Data and Analytics Lead, Finnair
Minna Karha is a passionate data culture coach with more than 15 years’ experience of leading data and analytics teams and developments in the media and aviation sectors. She recently discovered a passion for using design thinking with facilitation tools to support dialogue between business, technology and data professionals.
In her current role, Karha leads Finnair’s company-wide data and analytics strategy. She’s tasked with enhancing the efficiency of business processes with information-driven decision-making and improve customer experiences via personalization.
She is focused on facilitating and orchestrating a data literacy culture across the organization, to strengthen staff data skills and create a culture where everyone has easy access to relevant information and knows what it means for their work.
Karha’s skills include promoting fact-based decision-making, data-driven process optimization, making data and analytics understandable to business professionals through working as a ‘data translator’ and highlighting the importance of ethics-by-design in data solutions development.
Getting to know...
Minna, how are you working to demystifying data for your wider-organisation?
For this year the goal is to bring awareness and build responsibility towards managing data and utilizing it for business value with the right focus. In practice this means we are now:
First: including data to be identified (using conceptual data entities) and documented along with our business processes (data created and data needed in the process). We are currently working on developing practical methods with our strategy team. This will help us to see better how data clues the business processes together and also can be used as a tool to find the right places to improve the utilization data & analytics to help business decisions and efficiency.
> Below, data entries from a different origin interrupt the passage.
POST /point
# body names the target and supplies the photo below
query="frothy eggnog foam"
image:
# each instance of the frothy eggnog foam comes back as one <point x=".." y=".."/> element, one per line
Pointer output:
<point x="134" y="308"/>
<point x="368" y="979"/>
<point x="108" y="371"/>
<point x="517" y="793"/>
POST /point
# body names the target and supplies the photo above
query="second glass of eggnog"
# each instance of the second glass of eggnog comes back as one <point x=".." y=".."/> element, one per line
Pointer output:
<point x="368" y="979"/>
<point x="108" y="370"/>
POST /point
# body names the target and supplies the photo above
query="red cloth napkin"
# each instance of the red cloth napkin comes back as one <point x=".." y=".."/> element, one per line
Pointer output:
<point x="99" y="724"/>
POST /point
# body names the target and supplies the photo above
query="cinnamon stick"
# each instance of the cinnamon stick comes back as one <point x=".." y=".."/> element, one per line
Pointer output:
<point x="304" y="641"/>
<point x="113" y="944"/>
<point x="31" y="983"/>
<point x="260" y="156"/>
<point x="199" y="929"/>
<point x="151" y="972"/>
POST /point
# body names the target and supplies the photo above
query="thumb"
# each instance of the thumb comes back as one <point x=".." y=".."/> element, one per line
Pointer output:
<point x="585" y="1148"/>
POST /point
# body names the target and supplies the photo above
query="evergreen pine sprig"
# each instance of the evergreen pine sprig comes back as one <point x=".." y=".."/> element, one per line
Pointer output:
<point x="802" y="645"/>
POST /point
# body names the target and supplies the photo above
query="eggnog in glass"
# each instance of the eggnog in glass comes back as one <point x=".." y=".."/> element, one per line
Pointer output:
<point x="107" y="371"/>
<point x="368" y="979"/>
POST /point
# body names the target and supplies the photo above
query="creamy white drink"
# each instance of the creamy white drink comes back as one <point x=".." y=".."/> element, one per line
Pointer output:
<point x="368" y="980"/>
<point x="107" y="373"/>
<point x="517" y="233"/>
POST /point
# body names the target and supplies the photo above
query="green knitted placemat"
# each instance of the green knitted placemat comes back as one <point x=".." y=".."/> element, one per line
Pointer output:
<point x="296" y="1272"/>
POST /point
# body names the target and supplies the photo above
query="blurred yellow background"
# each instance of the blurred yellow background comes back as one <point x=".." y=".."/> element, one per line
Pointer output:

And second: utilizing design thinking to identify the right problem to be solved – and the right solution to solve it. This helps us to ensure the actual development efforts for analysis and models are focusing on building correct solution to match the actual business problem and the business teams to see what kind of problems analytics and data science can solve, besides delivering reports and KPI dashboards. This also motivates the data & analytics teams as they will collaborate closely with business colleagues and be able to bring their knowledge on the opportunities of utilizing modern tools to the planning table.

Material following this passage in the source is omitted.